What you have been subjected to is not shidduchim. It has never been shidduchim. Calling it shidduchim does not make it shidduchim, any more than pouring kosher salt on a pig makes it kosher. There is an old Yiddish saying: Fun a chazir's shvantz ken men nisht machen a shtreimel. From a pig's tail, you cannot fashion a shtreimel. The material is wrong. It will always be wrong. No amount of rebranding changes what it is.
Real shidduchim protects people. It shields their vulnerability. It guards their dignity and their privacy. The process is supposed to be confidential, carefully mediated by a real human being who knows both sides — not because these are nice ideas, but because without them, the entire thing collapses into exactly the wreckage you are describing.

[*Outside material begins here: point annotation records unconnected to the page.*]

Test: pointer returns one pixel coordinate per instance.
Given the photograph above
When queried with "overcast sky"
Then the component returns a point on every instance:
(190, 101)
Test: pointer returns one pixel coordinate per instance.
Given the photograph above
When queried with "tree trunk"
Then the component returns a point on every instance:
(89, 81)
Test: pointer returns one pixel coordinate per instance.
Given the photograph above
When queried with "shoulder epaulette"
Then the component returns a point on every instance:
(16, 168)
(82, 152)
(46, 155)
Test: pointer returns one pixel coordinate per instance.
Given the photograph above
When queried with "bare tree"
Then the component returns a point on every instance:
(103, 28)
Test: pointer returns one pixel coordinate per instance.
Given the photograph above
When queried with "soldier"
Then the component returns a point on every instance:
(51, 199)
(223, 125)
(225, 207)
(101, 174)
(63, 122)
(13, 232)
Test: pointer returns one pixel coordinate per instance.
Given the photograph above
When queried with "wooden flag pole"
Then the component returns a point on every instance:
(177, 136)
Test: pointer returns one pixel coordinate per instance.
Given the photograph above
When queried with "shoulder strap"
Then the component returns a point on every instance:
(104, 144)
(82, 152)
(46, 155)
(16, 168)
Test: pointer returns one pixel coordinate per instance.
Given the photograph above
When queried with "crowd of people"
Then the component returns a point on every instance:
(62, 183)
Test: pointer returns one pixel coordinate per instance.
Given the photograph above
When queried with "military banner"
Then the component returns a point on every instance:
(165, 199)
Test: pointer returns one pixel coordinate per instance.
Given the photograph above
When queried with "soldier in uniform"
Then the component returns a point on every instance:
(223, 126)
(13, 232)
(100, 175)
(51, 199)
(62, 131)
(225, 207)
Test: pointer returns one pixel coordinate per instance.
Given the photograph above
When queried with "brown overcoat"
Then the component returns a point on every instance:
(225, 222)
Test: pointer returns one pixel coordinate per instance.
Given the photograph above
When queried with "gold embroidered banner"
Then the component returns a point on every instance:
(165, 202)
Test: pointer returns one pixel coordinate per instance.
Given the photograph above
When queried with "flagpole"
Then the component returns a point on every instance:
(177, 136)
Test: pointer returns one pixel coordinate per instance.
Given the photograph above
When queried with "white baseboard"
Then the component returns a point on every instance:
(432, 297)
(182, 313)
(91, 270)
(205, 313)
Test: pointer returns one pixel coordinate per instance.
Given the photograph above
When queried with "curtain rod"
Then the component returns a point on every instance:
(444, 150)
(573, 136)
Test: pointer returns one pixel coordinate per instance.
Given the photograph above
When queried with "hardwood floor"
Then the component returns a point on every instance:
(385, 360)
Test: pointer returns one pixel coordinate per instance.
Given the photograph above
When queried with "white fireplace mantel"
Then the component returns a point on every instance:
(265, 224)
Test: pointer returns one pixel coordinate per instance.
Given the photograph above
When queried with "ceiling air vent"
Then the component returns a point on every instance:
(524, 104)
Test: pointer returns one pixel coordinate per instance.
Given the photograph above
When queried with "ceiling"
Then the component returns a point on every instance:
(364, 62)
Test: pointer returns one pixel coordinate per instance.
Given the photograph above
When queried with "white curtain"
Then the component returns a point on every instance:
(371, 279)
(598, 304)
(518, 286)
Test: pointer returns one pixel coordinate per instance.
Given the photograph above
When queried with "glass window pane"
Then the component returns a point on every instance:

Impersonal email blasts publicizing singles' information. WhatsApp groups circulating profiles like commodity listings. Women's meetings convened to "share" names. Mixed events. Speed dating. Zoom dating. Every do-it-yourself platform where you upload your life and browse other people's lives and reach out cold — every single one of these methods is the opposite of shidduchim. They do not merely fail. They actively destroy the conditions under which real connection becomes possible. They commodify human beings. They train people to evaluate strangers through the impoverished lens of a photograph and a paragraph. They strip away everything that makes a person a person and leave behind a product listing.
These are not Jewish methods with modern packaging. These are foreign mating practices wearing a Jewish mask. And the cruelest irony of all: they are self-defeating. They do not just fail to produce marriages — they make marriages harder to produce. Every cycle through the machine erodes something. Confidence. Trust. The belief that being known by another person is even possible.
A shadchan is supposed to be an agent who serves the people being matched. But the institution has been hollowed out and replaced by operators who ask to be "adopted" or "partnered with" — every outstretched helping hand with the other deep in the pocket. The incentives are so distorted, the exploitation so routine, that more and more real shadchanim have simply walked away.
Someone once asked a great sage: What is the core problem with shidduchim today?
Three words: Not enough shadchanim.
That was the diagnosis. It has only metastasized since. We did not just fail to produce more shadchanim. We systematically replaced the shadchan with machinery that cannot do what a shadchan does — and then stood around wondering why the machinery produces loneliness instead of marriages.
This dating and mating infrastructure is a hell of our own construction. We built it. We funded it. We attended it. We told ourselves it was progress.
"Abandon all hope, ye who enter."
Dante inscribed those words above the gates of Hell. Someone should have posted them at the entrance to every speed-dating event, every mixed Shabbos meal, every swiping app that promised connection and delivered isolation.
Sammy, the way out is the way it always was. A real person sitting across from a real person, with the dignity and the space to actually be seen. Not a profile. Not a product. Not a few humiliating minutes at a folding table.
A human encounter.
That is shidduchim. Everything else is the inferno.